One of the most striking and beautiful of our native perennials, Indian pink’s summer flowers are brilliant red and tubular with canary yellow throats. A very hardy plant, though it is best planted by the end of July for reliable success in gardens and containers. A favorite of butterflies and hummingbirds, it is at home in the bright woodland or shaded border.

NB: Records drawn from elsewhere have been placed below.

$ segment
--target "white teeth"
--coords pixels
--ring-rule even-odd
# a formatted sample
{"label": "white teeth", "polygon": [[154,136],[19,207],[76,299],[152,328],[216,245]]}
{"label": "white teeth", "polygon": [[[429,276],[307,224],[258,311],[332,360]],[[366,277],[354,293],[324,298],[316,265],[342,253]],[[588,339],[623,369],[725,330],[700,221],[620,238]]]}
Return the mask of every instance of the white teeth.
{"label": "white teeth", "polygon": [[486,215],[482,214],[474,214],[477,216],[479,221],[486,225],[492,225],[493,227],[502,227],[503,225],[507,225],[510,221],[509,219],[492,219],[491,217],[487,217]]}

Indian pink Interesting Notes

Indian pink is a long-lived perennial that brings stunning color to the summer garden. Vivid red tubular flowers borne in terminal clusters open to expose a chartreuse yellow interior, reminiscent of a firecracker exploding. This perennial produces its primary display in early summer and flowers sporadically through the remainder of the growing season. It can grow to nearly 2’ tall and wide. Indian pink is an adaptable species, but does prefer neutral, well-drained soils to develop its best displays. The bright flowers attract hummingbirds and brighten the woodland edge or perennial border. Spigelia marilandica combines well with Dryopteris intermediaChrysogonum virginianumLilium superbum, and Aquilegia canadensis. – Mt. Cuba Center

If this isn’t the region’s most beautiful native, then I don’t know who is…any votes for Elvis or Dolly? This exquisite woodland perennial makes a dainty-looking 12″ wide clump of 2′ tall stalks clothed with nondescript green foliage. In late spring, Spigelia marilandica clumps are topped with dozens of stalks of spectacular up-facing, bright red, tubular flowers with a dramatically contrasting, yellow center…a hummingbird favorite. Spigelia marilandica, which improves with age, is a true garden show-stopper! We have found that it grows equally well in full sun or light shade, as well as in very moist or bone-dry soils. – Plant Delights Nursery

Although called Indian Pink, this plant, Spigelia marilandica, actually has tubular flowers that are bright crimson with a bright yellow lining. It is under-used by hummingbird gardeners but is an excellent plant for a yard with tall established trees that cast light shade beneath them. Indian Pink comes up quite late in the spring, so mark the planting spot to avoid accidentally over-planting it. It is a low-growing plant the Ruby-throated Hummingbirds find easily as they scout the landscape for food sources. – Operation RubyThroat

Folklore: Used by the Cherokee and other Native American tribes as a ritual and ceremonial herb to induce visions and foretell the future.

Spigelia marilandica Growing and Maintenance Tips

Grow in partial to full shade in rich soil with high organic content. A very hardy plant, though it is best planted by the end of July for reliable success in gardens and containers. Prefers not to be transplanted once established.